Makale

Burhaneddin Mücahidi

SÖYLEŞİ

Söyleşi: Nezir Obut / Siirt Müftülüğü

Burhaneddin Mücahidi

Güneydoğu Anadolu’muzun şirin bir olan Siirt’te, tarih ve coğrafyanın buluştuğu bu güzel mekânda bulunan ve bölge insanımızın saygı duyduğu, yakından tanıdığı bir şahsiyet olarak bize kendinizi kısaca tanıtır mısınız?

1941 yılında Siirt’in Aydınlar ilçesinde doğdum. İmam-Hatiplik’ten emekliyim. Otuz yılı aşkın görevim sırasında vazifemin vakarını koruyarak Müslümanlara, milletime ve vatanıma hizmet etme gayretinde olduğum ve milletimin birliği ve beraberliği için çalıştığım kanaatindeyim.

Asırlardır, farklı inanışlar da dâhil olmak üzere huzur içinde beraberce yaşamayı başarmış, birlikte sevinip birlikte üzülmüş bir milletiz. Bunda İslam’ın ve öngördüğü kardeşlik ve barış yüklü mesajların etkisi nedir?

Kur’an-ı Kerim’de birçok ayet-i kerimede kardeşliğin önemine, birlik ve beraberliğin ehemmiyetine işaret edilmiş, müminlerin tefrikaya düşmemesi konusunda ikazlar yapılmıştır. İslam’dan önce cahiliye döneminde aşırı bir kavmiyetçilik taassubu vardı; ama İslam dini geldiği andan itibaren, kavmiyetçiliği, ırkçılığı, sınıf farklılığını ortadan kaldırıp insanlığa İslam kardeşliğini sundu. Ayrılıkları birliğe, düşmanlıkları dostluğa çevirdi. Nefret tohumlarını çürütüp muhabbet ağacını yeşertti.

Peygamber Efendimiz (s.a.s.)’in asrısaadetine baktığımızda, İslam kardeşliğinin bir hayat tarzı olduğunu çok açık bir şekilde görüyoruz. Özellikle hicretten hemen sonra Medine’de Peygamber Efendimiz, ensar ile muhacir arasında hiçbir maddi menfaate dayanmayan bir kardeşlik müessesesi tesis etti. İslam’dan başka hiçbir gücün, Allah’ın kitabından başka hiçbir şeyin bir araya getiremeyeceği, birbirlerine karşı kin ve nefret dolu olan bu kalpler yumuşadı, sevgiyle ve muhabbetle doldu. Bundan böyle bu iki kabile geçmişi unutup kardeşçe birbirine kenetlendiler. Taassup ve kavmiyetçilik başta olmak üzere bütün tuzaklara karşı kardeşlik duvarı ile set çektiler.

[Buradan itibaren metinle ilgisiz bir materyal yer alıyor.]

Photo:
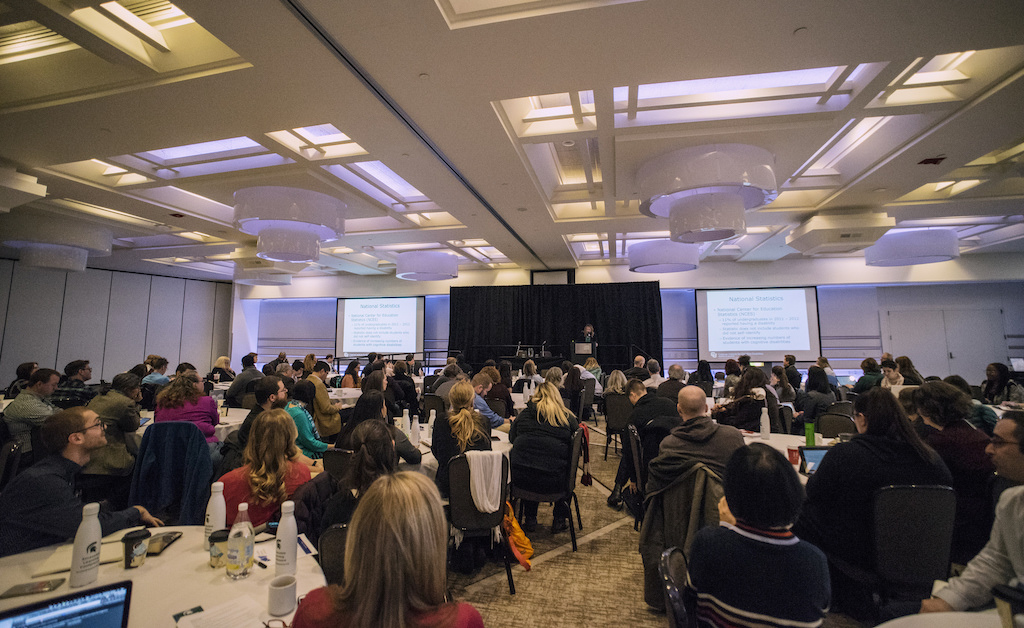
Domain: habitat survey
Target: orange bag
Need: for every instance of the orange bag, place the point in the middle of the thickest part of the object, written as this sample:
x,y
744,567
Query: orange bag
x,y
522,549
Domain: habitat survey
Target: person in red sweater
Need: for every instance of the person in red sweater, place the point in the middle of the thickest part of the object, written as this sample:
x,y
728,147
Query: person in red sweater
x,y
394,564
272,469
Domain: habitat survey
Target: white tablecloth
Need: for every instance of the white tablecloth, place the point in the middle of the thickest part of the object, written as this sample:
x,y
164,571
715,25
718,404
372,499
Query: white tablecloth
x,y
178,579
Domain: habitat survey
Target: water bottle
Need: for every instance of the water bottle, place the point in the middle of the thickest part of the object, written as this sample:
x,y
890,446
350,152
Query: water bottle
x,y
241,545
85,554
215,513
287,540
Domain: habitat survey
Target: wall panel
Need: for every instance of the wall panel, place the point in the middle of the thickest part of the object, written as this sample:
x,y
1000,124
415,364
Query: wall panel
x,y
86,298
163,331
33,325
197,324
126,322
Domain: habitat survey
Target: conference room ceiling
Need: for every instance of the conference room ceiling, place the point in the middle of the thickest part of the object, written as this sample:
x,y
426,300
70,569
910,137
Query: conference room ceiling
x,y
508,132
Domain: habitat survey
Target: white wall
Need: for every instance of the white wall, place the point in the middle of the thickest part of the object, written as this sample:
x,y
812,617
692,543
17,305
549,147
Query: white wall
x,y
113,320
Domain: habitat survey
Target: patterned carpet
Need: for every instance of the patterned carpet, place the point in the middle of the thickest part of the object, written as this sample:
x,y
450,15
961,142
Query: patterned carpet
x,y
599,585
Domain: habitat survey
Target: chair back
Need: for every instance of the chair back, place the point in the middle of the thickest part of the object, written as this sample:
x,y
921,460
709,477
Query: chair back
x,y
464,514
845,408
672,569
637,452
498,406
617,410
10,459
832,425
332,553
172,473
432,402
337,461
913,527
786,413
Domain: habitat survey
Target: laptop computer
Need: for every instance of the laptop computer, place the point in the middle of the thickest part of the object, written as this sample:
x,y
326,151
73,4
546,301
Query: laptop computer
x,y
810,458
104,606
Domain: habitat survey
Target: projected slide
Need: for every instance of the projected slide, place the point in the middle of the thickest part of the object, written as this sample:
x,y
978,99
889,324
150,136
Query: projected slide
x,y
764,324
384,326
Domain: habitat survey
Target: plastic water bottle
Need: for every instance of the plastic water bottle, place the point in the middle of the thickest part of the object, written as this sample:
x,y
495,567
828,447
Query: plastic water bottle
x,y
287,540
85,554
241,545
215,512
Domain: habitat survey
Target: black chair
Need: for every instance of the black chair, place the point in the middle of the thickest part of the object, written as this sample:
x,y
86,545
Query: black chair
x,y
337,461
786,414
637,450
332,553
463,513
568,494
617,410
845,408
672,569
913,528
432,402
10,458
832,425
498,406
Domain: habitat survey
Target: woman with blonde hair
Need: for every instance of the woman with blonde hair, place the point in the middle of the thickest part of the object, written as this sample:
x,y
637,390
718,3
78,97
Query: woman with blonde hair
x,y
394,564
222,369
542,445
465,429
272,468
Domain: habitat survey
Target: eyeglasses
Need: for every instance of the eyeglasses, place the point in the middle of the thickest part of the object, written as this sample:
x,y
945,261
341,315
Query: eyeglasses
x,y
997,442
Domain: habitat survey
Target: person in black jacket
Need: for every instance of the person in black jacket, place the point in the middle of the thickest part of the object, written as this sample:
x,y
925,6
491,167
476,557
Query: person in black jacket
x,y
464,429
542,445
653,417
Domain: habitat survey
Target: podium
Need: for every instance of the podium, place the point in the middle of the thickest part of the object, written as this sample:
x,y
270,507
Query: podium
x,y
580,351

O gün olduğu gibi bugün de Müslümanların kardeşlik duvarını, beraberliklerini önlemek için çabalayan kimseler olacaktır. Geçmişte Peygamberimiz (s.a.s.) ve ashabı için toplanıp Ahzab oluşturdukları gibi, günümüzde de bazıları birliğimizi bozmak için çabalayacaklardır.

Müslümanlara her platformda şu mesajı anlatmalı, içlerine yerleşmesi sağlanmalıdır. Hepimiz bir olan Allah’a, aynı kitaba aynı peygambere iman etmişken, her gün omuz omuza beş defa aynı kıbleye yöneliyorken, ayrılıkların, kin ve düşmanlığın sebebi nedir? İslam’a ve Müslümanlara karşı yürütülen bu hileleri neden göremiyoruz?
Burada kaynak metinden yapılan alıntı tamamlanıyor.